La tradición hace de la familia la célula básica de la sociedad, el depósito de


todas las virtudes, el origen del afecto y la barrera frente al delito o a las más diversas
aberraciones, así como el gran refugio al que la humanidad debería retornar. Estas ideas
son en buena parte plausibles, pero su enunciación hiperbólica suele implicar
exageraciones y hasta anacronismos que aconsejan un análisis más desapasionado de la
situación.

Desde la familia patriarcal de la antigüedad, en la que el padre tenía hasta poder


de vida y muerte sobre los hijos y asumía a la vez la condición de juez doméstico para
dirimir cualquier conflicto suscitado dentro del grupo familiar sin recurrir a autoridades
externas, muchas modificaciones se han introducido por vía de la cultura, la economía y
la ciencia.

Durante muchos siglos, la familia fue, de hecho, una unidad económica: grupo
de trabajo entre labradores o artesanos, modo de conservar, transmitir y acrecentar la
riqueza entre los más poderosos. El matrimonio, la patria potestad y la herencia servían
esos propósitos, pero frente a instituciones tan importantes la mujer quedaba reducida a
una función instrumental: procrear y educar a la prole, siempre bajo la manutención 1, la
protección y la dirección suprema del marido. Los matrimonios se arreglaban entre las
familias como un negocio, en el que la voluntad de los contrayentes (y sobre todo la de
la mujer) tenía un peso apenas incidental y dependiente de la misericordia paterna 2. El
amor (entendido como una combinación de benevolencia, respeto, protección y
sumisión) se daba por sentado como una consecuencia obligatoria del contrato de
matrimonio y, si este deber no llegaba a cumplirse o dejaba de observarse, nada impedía
que la familia siguiera su curso mientras se guardaran las apariencias y los aspectos
patrimoniales o laborales del matrimonio no se vieran afectados. A esto contribuía, por
cierto, el hecho de que la expectativa de vida de las personas era bastante corta y que
cada parto implicaba riesgo de muerte para la madre.

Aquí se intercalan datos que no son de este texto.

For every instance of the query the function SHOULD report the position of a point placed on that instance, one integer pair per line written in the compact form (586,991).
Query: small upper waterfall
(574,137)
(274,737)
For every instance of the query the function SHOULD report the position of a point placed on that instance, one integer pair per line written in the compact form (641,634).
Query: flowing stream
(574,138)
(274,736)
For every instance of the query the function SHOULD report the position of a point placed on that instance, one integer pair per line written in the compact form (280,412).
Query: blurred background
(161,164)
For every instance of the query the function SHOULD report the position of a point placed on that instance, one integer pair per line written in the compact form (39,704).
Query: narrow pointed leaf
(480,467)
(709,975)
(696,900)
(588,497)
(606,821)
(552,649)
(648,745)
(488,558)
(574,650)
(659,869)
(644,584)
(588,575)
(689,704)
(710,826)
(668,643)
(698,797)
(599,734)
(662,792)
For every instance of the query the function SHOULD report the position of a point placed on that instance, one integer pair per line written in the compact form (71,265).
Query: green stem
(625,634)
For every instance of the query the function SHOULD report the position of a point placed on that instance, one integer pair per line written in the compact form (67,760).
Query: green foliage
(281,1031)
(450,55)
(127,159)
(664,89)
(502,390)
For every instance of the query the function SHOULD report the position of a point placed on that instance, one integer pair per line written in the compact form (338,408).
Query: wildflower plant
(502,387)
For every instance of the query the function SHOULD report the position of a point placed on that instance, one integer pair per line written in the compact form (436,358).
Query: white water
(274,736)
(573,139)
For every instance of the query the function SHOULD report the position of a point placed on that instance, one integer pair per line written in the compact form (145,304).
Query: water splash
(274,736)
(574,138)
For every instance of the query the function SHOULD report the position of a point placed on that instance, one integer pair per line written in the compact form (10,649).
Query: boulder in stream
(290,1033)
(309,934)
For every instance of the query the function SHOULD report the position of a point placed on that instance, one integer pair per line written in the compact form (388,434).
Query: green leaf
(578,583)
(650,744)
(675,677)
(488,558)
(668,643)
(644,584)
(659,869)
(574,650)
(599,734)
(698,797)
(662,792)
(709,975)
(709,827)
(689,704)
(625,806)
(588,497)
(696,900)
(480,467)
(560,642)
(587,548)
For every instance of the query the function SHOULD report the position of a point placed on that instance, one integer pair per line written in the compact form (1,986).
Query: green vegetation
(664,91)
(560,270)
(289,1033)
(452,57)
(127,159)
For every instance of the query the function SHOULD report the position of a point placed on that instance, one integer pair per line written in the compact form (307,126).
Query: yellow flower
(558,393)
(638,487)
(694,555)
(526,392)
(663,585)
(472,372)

Pero ocurrieron las Cruzadas, y por el camino de regreso de aquellas guerras


venían ideas nuevas y subversivas, a menudo escondidas en el laúd de juglares y
trovadores. La pasión empezó a llenar la escena cultural, con sus cortes de amor,
poemas y novelas, y la mujer se tornó de objeto en coprotagonista. Del terrible conflicto
entre la nueva concepción de la pareja y las instituciones tradicionales da cuenta toda la
literatura a partir del Renacimiento. Shakespeare, en La fierecilla domada, muestra el
triunfo – finalmente consentido – de la autoridad marital; Molière, en casi todas sus
comedias, ofrece en cambio amables victorias del sentimiento sobre la patria potestad,
pero en todos estos casos se trata de soluciones de compromiso para el mejor disfrute
literario: numerosos dramas y tragedias relatan claramente la gravedad del conflicto

1
Nótese que la familia pudiente entregaba al marido la dote de la novia, riqueza de cuya administración
ésta quedaba despojada y sobre la que conservaba vagos derechos condicionales.
2
Hace poco más de doscientos años nuestra prócer, la enérgica Mariquita Sánchez, se declaró en rebeldía
contra esta norma pero debió sufrir encierro y conmover al propio Virrey para rechazar el matrimonio
concertado por su padre y unirse a su amado Martín Thompson.
entre la institución familiar y el contenido emocional que ahora se le atribuía como su
principal pero volátil fundamento.

Durante siglos, este conflicto casi no llegó a modificar la ley ni la superficie de


las costumbres, profundamente enraizadas en la tradición y distribuidoras de roles
desoladoramente claros: la madre protectora, el padre justiciero, el matrimonio como “la
carrera de una mujer”, la partícula “de” antepuesta al apellido del marido para indicar
una suerte de título de dominio, la santificación de la maternidad y la negación de la
sexualidad femenina acompañada del reconocimiento de la sexualidad masculina3.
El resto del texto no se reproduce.